Ketiga, disiplin adalah perilaku dan tata tertib yang sesuai dengan peraturan dan ketetapan, atau perilaku yang diperoleh dari pelatihan yang dilakukan secara terus menerus (Thomas Gordon, 1996). Homeschooling biasanya bebas baik waktu maupun pakaian, sedangkan di sekolah kita di ajarkan mengikuti Upacara, berseragam, dan ditentukan waktu berangkat dan pulang. System kedisiplinan seperti ini tidak ada di homeschooling. Di sekolah kita juga di ajari belajar kelompok dan menghadapi masalah atau kesulitan secara bersama-sama. Bersama sama ini sangat dibutuhkan karna sifat manusia sebagai makhluk sosial.
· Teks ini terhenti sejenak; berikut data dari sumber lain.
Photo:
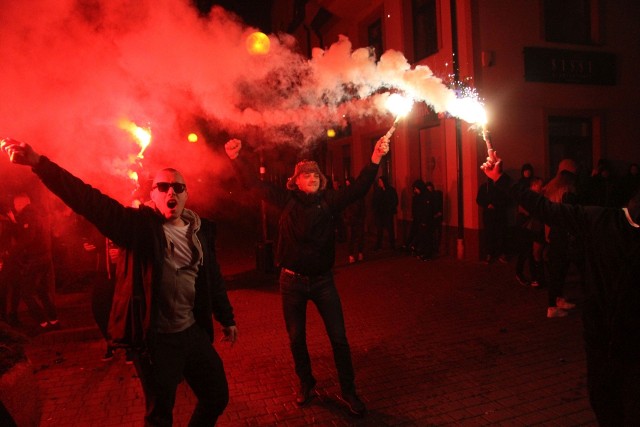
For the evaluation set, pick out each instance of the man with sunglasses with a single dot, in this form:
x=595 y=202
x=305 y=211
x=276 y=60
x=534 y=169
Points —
x=168 y=286
x=306 y=254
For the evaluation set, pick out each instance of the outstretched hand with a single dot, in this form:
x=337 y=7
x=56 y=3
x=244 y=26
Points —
x=380 y=150
x=232 y=148
x=493 y=166
x=19 y=153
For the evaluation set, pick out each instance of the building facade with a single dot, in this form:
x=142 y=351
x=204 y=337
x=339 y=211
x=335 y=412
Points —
x=558 y=80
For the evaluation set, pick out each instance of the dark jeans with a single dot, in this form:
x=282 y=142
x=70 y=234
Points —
x=356 y=239
x=187 y=354
x=296 y=290
x=37 y=291
x=385 y=222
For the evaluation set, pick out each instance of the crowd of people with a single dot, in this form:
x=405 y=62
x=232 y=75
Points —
x=158 y=285
x=554 y=254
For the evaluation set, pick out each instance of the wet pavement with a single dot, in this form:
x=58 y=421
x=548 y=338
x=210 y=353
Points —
x=434 y=343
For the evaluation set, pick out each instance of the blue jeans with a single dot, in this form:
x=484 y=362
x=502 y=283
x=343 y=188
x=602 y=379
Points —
x=296 y=290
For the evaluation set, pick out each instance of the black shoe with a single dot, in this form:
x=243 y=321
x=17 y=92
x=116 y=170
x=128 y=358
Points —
x=108 y=355
x=129 y=356
x=356 y=407
x=306 y=393
x=12 y=319
x=522 y=281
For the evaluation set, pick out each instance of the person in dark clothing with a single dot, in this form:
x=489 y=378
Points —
x=630 y=183
x=103 y=285
x=564 y=247
x=354 y=217
x=34 y=261
x=168 y=287
x=611 y=315
x=385 y=205
x=420 y=239
x=438 y=215
x=418 y=210
x=523 y=239
x=494 y=206
x=306 y=255
x=602 y=187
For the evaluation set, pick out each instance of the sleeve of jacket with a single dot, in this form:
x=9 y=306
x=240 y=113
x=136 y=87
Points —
x=349 y=194
x=220 y=304
x=264 y=190
x=110 y=217
x=570 y=217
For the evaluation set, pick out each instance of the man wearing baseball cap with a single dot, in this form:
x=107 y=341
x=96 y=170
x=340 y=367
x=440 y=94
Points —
x=306 y=254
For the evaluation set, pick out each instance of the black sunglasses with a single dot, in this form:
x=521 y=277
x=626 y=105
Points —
x=163 y=187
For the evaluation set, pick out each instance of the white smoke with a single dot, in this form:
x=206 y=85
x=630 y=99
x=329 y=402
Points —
x=72 y=69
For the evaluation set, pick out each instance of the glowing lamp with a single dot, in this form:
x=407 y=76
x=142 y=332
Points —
x=258 y=43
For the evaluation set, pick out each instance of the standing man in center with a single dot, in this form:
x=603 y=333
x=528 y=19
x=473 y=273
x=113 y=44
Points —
x=306 y=255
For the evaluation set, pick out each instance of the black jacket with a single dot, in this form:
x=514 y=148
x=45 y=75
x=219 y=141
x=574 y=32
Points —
x=139 y=232
x=306 y=229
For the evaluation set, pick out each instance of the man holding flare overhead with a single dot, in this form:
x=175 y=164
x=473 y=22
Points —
x=168 y=286
x=306 y=255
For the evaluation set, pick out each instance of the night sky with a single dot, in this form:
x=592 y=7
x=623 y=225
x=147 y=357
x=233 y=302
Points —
x=256 y=13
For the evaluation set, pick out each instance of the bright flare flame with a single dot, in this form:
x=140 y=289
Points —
x=140 y=134
x=469 y=109
x=399 y=105
x=258 y=43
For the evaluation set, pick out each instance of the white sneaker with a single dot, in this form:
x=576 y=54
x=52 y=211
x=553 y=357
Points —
x=563 y=304
x=556 y=312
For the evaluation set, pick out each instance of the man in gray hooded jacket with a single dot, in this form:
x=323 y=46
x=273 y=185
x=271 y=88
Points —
x=168 y=286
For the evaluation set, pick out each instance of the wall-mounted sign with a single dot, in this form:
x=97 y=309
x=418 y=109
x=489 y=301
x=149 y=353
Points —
x=569 y=66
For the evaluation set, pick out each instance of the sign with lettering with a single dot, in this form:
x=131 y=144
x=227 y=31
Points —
x=569 y=66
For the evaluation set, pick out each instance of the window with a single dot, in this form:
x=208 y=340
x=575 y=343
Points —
x=570 y=21
x=570 y=137
x=425 y=28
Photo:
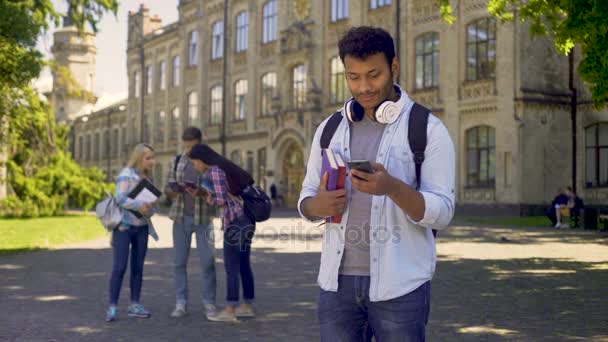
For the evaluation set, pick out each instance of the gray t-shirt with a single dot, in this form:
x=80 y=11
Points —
x=365 y=137
x=190 y=175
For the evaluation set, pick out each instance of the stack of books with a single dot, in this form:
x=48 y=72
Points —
x=335 y=167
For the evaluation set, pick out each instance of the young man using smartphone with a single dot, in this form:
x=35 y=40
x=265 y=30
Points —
x=377 y=264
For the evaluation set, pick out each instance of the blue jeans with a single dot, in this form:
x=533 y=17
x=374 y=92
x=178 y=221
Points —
x=137 y=239
x=347 y=314
x=237 y=250
x=182 y=240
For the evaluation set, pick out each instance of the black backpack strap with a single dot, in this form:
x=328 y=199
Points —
x=330 y=128
x=177 y=158
x=416 y=134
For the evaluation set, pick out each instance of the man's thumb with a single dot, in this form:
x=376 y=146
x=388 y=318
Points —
x=323 y=184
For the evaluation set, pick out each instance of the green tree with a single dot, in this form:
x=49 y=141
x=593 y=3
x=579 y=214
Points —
x=42 y=175
x=569 y=22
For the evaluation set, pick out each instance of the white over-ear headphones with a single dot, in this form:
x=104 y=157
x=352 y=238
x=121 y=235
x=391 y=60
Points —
x=387 y=111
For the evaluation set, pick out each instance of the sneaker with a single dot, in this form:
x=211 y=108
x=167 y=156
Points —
x=223 y=316
x=245 y=311
x=210 y=311
x=111 y=314
x=180 y=311
x=138 y=310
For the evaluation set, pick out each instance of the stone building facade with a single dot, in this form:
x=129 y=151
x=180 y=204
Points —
x=503 y=96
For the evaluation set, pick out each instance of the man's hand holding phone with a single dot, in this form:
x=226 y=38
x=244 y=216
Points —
x=371 y=178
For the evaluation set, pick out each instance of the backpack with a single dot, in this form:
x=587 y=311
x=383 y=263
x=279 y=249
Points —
x=256 y=203
x=418 y=120
x=108 y=212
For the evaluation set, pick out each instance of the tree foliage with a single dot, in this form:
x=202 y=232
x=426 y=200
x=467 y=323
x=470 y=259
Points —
x=570 y=23
x=42 y=175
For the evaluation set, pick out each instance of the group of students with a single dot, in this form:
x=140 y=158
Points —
x=192 y=209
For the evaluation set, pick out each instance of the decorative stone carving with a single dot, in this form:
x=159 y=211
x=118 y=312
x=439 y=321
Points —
x=296 y=37
x=478 y=90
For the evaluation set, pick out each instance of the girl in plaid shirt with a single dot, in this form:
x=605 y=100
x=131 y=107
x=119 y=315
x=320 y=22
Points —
x=225 y=182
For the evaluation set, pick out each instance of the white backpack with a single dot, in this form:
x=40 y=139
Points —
x=108 y=212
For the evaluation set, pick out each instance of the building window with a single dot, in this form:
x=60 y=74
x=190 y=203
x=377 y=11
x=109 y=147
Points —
x=80 y=153
x=136 y=83
x=269 y=33
x=106 y=144
x=240 y=103
x=148 y=80
x=162 y=75
x=192 y=108
x=339 y=10
x=299 y=86
x=115 y=143
x=373 y=4
x=262 y=168
x=87 y=149
x=174 y=123
x=242 y=30
x=175 y=71
x=96 y=147
x=249 y=167
x=217 y=40
x=481 y=49
x=269 y=86
x=481 y=156
x=596 y=155
x=216 y=105
x=235 y=157
x=193 y=48
x=159 y=137
x=337 y=83
x=427 y=60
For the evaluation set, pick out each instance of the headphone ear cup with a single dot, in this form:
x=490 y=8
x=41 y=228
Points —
x=357 y=110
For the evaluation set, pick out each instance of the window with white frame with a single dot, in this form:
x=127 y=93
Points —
x=192 y=108
x=269 y=26
x=217 y=40
x=299 y=86
x=339 y=10
x=193 y=48
x=338 y=89
x=216 y=105
x=481 y=49
x=175 y=71
x=269 y=86
x=373 y=4
x=162 y=75
x=149 y=79
x=427 y=60
x=240 y=103
x=242 y=31
x=174 y=123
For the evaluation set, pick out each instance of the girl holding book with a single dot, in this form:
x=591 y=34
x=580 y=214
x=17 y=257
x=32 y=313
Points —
x=132 y=233
x=225 y=182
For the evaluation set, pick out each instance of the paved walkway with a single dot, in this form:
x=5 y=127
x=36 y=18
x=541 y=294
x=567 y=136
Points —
x=491 y=284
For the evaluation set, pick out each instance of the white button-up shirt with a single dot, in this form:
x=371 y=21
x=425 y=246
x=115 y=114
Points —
x=402 y=251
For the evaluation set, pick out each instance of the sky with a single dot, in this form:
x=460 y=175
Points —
x=111 y=69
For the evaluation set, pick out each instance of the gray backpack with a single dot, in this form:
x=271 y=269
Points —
x=108 y=212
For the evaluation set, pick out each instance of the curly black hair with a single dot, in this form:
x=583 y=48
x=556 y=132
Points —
x=364 y=41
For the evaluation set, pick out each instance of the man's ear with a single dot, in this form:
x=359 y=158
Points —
x=395 y=66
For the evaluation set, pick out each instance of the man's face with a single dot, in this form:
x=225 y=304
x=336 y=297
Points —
x=370 y=80
x=188 y=144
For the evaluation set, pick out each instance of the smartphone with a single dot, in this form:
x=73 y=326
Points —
x=175 y=187
x=361 y=165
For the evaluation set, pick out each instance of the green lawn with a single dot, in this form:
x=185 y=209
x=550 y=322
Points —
x=42 y=233
x=526 y=221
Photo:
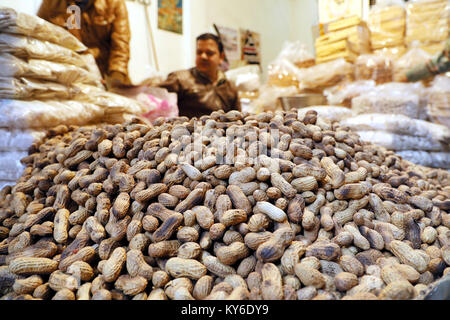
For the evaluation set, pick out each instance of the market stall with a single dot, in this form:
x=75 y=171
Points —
x=110 y=198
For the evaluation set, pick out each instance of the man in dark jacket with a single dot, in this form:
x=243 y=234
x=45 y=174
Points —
x=204 y=88
x=104 y=29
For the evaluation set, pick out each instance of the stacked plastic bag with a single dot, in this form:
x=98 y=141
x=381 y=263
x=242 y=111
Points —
x=46 y=81
x=438 y=109
x=428 y=23
x=387 y=23
x=418 y=141
x=283 y=77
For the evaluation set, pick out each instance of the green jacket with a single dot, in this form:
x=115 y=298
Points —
x=440 y=64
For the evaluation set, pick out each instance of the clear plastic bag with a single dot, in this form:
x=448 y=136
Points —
x=10 y=166
x=398 y=142
x=297 y=53
x=45 y=70
x=439 y=101
x=282 y=73
x=411 y=59
x=398 y=124
x=427 y=159
x=330 y=113
x=394 y=53
x=245 y=78
x=387 y=23
x=427 y=20
x=389 y=98
x=343 y=94
x=268 y=98
x=24 y=88
x=159 y=102
x=15 y=22
x=325 y=75
x=373 y=67
x=19 y=140
x=30 y=48
x=21 y=114
x=109 y=101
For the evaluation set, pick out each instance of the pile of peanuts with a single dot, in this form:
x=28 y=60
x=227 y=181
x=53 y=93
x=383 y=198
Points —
x=258 y=207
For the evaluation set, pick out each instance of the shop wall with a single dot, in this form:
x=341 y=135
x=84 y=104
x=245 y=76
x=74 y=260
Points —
x=270 y=18
x=304 y=15
x=276 y=21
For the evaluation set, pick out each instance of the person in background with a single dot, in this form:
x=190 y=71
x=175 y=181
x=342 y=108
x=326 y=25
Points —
x=438 y=65
x=104 y=30
x=204 y=88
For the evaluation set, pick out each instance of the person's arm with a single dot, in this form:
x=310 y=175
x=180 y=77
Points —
x=172 y=83
x=45 y=9
x=120 y=44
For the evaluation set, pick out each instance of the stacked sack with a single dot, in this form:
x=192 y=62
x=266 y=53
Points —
x=45 y=81
x=428 y=23
x=346 y=38
x=387 y=24
x=418 y=141
x=438 y=108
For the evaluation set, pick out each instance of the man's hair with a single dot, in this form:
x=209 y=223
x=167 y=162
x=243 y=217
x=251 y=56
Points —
x=210 y=36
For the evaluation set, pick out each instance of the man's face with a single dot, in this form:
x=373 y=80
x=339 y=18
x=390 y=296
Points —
x=208 y=56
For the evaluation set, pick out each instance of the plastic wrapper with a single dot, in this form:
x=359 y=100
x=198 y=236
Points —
x=411 y=59
x=398 y=124
x=159 y=102
x=345 y=43
x=399 y=142
x=268 y=98
x=331 y=113
x=325 y=75
x=374 y=67
x=427 y=159
x=12 y=21
x=30 y=48
x=439 y=101
x=427 y=20
x=24 y=88
x=109 y=101
x=390 y=98
x=10 y=166
x=283 y=73
x=91 y=66
x=387 y=23
x=19 y=140
x=245 y=78
x=20 y=114
x=343 y=94
x=391 y=52
x=45 y=70
x=297 y=53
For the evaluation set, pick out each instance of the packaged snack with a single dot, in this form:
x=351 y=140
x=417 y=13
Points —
x=325 y=75
x=427 y=20
x=390 y=98
x=374 y=67
x=387 y=23
x=45 y=70
x=342 y=94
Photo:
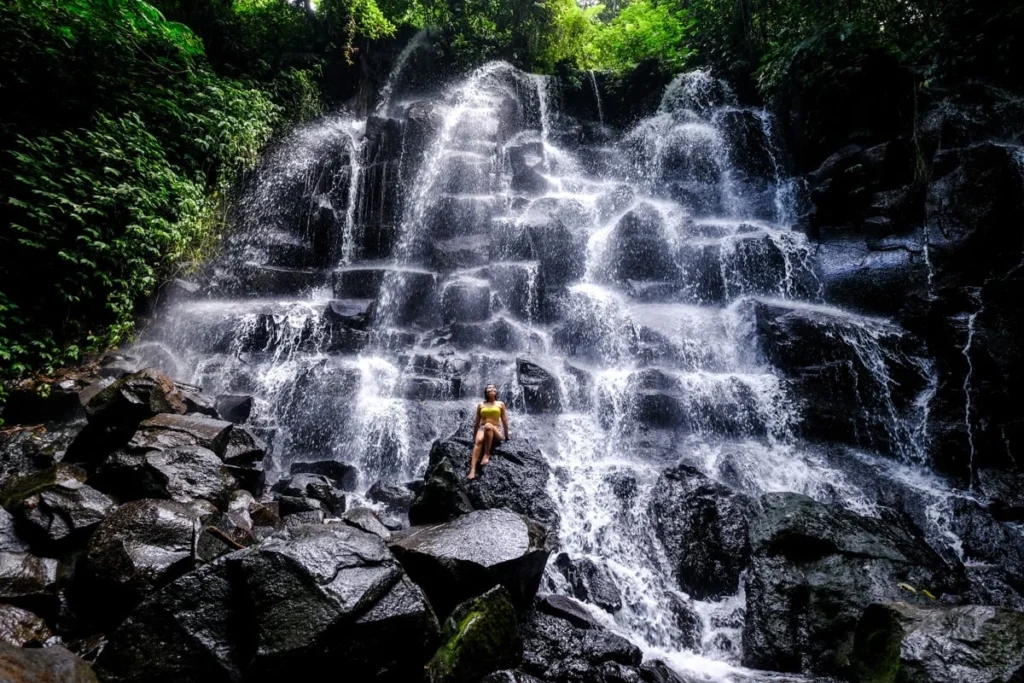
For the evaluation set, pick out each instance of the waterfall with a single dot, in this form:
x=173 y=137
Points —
x=384 y=98
x=597 y=95
x=637 y=271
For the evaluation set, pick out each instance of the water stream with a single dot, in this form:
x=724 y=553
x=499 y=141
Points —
x=630 y=268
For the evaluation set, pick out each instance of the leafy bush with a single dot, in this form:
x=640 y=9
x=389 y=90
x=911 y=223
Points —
x=115 y=160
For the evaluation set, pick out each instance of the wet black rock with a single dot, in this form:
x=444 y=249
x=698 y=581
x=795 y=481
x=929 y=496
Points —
x=352 y=313
x=443 y=495
x=938 y=644
x=396 y=497
x=454 y=561
x=367 y=520
x=480 y=636
x=540 y=387
x=516 y=479
x=26 y=451
x=135 y=397
x=1005 y=492
x=25 y=579
x=22 y=628
x=556 y=230
x=656 y=671
x=233 y=408
x=590 y=582
x=35 y=665
x=835 y=360
x=306 y=598
x=567 y=609
x=194 y=630
x=182 y=474
x=702 y=526
x=314 y=486
x=509 y=677
x=815 y=568
x=244 y=449
x=556 y=651
x=140 y=547
x=343 y=476
x=334 y=596
x=639 y=248
x=466 y=302
x=55 y=505
x=170 y=431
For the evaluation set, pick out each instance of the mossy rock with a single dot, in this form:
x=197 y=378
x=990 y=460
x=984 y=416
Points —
x=481 y=636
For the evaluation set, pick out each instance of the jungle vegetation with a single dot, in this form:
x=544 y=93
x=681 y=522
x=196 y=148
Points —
x=125 y=123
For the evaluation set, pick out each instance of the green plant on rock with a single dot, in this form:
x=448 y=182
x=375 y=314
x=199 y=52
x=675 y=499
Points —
x=116 y=172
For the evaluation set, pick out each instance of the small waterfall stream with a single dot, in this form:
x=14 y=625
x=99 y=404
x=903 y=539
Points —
x=632 y=268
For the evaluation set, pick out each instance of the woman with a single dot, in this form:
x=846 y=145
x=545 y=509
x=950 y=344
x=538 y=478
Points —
x=488 y=414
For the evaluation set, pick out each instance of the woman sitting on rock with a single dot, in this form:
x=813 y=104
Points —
x=488 y=414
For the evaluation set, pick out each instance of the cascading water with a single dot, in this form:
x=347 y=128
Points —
x=633 y=270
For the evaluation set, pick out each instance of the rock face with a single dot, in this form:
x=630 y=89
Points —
x=702 y=526
x=308 y=598
x=591 y=582
x=170 y=431
x=183 y=474
x=457 y=560
x=136 y=397
x=938 y=644
x=480 y=637
x=557 y=651
x=540 y=388
x=516 y=479
x=55 y=504
x=834 y=360
x=141 y=546
x=19 y=627
x=814 y=569
x=50 y=665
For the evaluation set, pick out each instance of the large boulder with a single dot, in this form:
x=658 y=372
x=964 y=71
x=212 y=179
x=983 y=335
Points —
x=170 y=431
x=540 y=387
x=638 y=248
x=556 y=651
x=193 y=630
x=305 y=599
x=334 y=595
x=142 y=546
x=457 y=560
x=702 y=527
x=480 y=637
x=591 y=582
x=47 y=665
x=815 y=568
x=516 y=479
x=24 y=578
x=135 y=397
x=183 y=474
x=55 y=505
x=342 y=475
x=938 y=644
x=835 y=359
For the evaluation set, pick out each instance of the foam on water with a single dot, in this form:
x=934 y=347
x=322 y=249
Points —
x=650 y=374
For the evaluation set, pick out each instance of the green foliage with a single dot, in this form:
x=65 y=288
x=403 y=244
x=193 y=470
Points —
x=645 y=30
x=115 y=165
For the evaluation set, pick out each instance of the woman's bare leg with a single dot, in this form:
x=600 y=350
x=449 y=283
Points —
x=477 y=446
x=488 y=437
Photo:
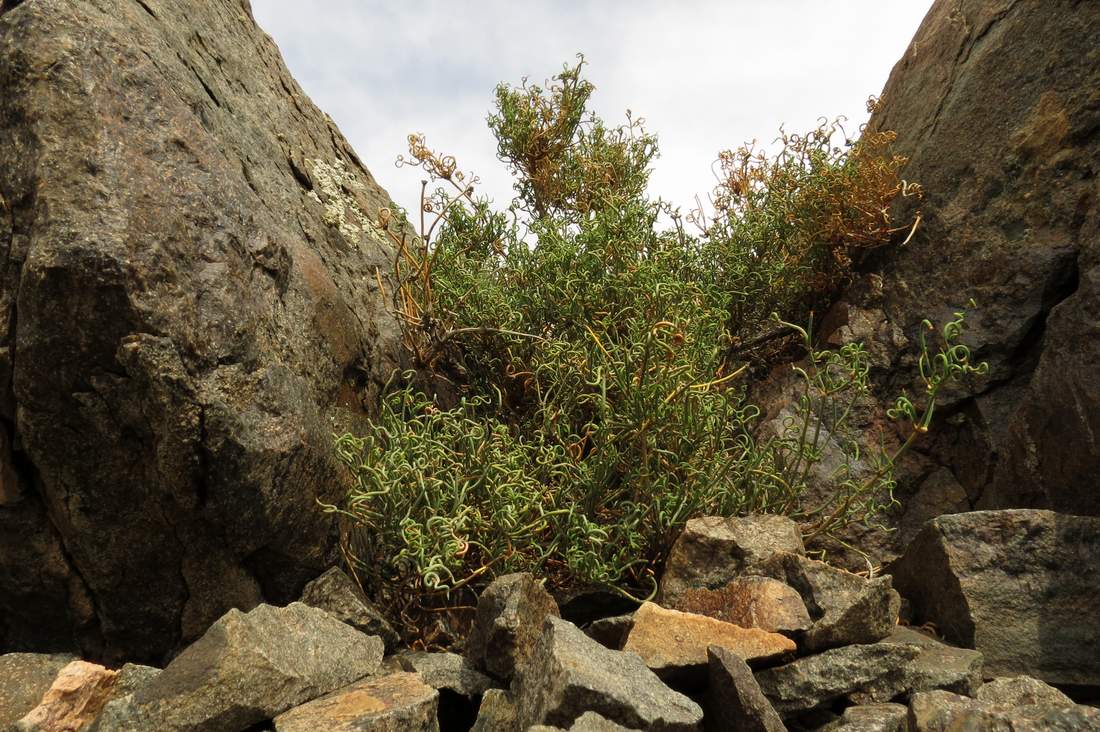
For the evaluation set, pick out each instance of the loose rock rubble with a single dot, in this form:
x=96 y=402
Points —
x=840 y=664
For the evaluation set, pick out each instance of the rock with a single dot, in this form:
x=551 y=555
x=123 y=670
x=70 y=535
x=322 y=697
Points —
x=188 y=308
x=997 y=115
x=674 y=644
x=459 y=684
x=611 y=632
x=131 y=678
x=338 y=594
x=73 y=701
x=586 y=722
x=24 y=679
x=395 y=702
x=938 y=711
x=496 y=713
x=749 y=602
x=569 y=674
x=713 y=550
x=815 y=680
x=246 y=668
x=585 y=603
x=1022 y=587
x=446 y=670
x=936 y=666
x=734 y=700
x=509 y=619
x=872 y=718
x=1022 y=691
x=846 y=608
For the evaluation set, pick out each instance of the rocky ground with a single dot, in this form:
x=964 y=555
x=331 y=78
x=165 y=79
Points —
x=746 y=633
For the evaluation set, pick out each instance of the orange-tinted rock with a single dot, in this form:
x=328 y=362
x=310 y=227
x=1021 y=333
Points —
x=674 y=643
x=396 y=702
x=749 y=602
x=75 y=699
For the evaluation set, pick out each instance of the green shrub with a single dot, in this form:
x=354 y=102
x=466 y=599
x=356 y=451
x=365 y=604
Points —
x=601 y=357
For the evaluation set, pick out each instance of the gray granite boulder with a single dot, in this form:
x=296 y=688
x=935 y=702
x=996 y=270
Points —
x=713 y=549
x=1020 y=586
x=248 y=668
x=394 y=702
x=734 y=699
x=188 y=308
x=508 y=621
x=569 y=674
x=943 y=711
x=24 y=677
x=846 y=608
x=338 y=594
x=813 y=681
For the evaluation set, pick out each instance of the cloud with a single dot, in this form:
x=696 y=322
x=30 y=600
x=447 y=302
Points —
x=705 y=75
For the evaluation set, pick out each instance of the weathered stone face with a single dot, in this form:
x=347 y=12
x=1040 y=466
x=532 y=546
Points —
x=1020 y=586
x=997 y=106
x=188 y=305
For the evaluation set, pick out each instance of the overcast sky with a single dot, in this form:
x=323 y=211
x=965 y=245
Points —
x=706 y=76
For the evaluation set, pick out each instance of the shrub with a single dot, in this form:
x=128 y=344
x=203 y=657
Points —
x=600 y=357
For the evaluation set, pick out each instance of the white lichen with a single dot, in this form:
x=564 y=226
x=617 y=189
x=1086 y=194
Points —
x=333 y=185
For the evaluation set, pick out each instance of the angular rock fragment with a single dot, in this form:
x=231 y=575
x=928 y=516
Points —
x=24 y=678
x=750 y=602
x=713 y=550
x=586 y=722
x=569 y=674
x=131 y=678
x=496 y=713
x=611 y=632
x=942 y=711
x=846 y=608
x=1021 y=691
x=395 y=702
x=446 y=670
x=338 y=594
x=190 y=323
x=246 y=668
x=73 y=701
x=1020 y=586
x=459 y=684
x=674 y=643
x=815 y=680
x=871 y=718
x=510 y=612
x=734 y=699
x=936 y=666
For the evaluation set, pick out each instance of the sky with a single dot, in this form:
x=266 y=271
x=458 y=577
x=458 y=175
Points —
x=705 y=75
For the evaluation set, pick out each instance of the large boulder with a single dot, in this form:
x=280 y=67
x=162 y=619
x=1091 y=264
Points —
x=1020 y=586
x=569 y=674
x=712 y=550
x=189 y=305
x=24 y=678
x=393 y=702
x=674 y=644
x=510 y=612
x=997 y=102
x=245 y=669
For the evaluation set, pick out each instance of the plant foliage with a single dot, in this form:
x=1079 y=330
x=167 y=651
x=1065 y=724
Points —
x=602 y=357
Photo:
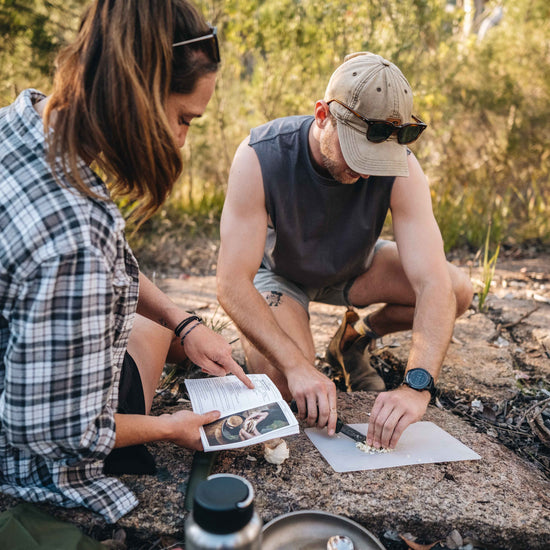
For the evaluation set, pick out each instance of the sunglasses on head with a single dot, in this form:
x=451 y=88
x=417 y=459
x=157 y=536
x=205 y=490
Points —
x=213 y=44
x=381 y=130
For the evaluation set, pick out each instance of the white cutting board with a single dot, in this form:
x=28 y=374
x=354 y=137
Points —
x=421 y=443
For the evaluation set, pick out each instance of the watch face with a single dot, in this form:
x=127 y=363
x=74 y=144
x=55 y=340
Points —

Keempat, toleransi dan tenggang rasa. Toleransi adalah cara kita menjaga perasaan kita terhadap perbuatan orang lain. Tenggang rasa adalah cara kita menjaga perasaan orang lain terhadap perbuatan kita. Diera digital ini sudah jarang sekali orang menerapkan nilai nilai tenggang rasa dan toleransi. Dapat kita lihat baik di media sosial maupun kehidupan sehari hari, orang bebas berpendapat, hingga mengeluarkan kata-kata kotor yang lupa akan sikap menghormati orang lain.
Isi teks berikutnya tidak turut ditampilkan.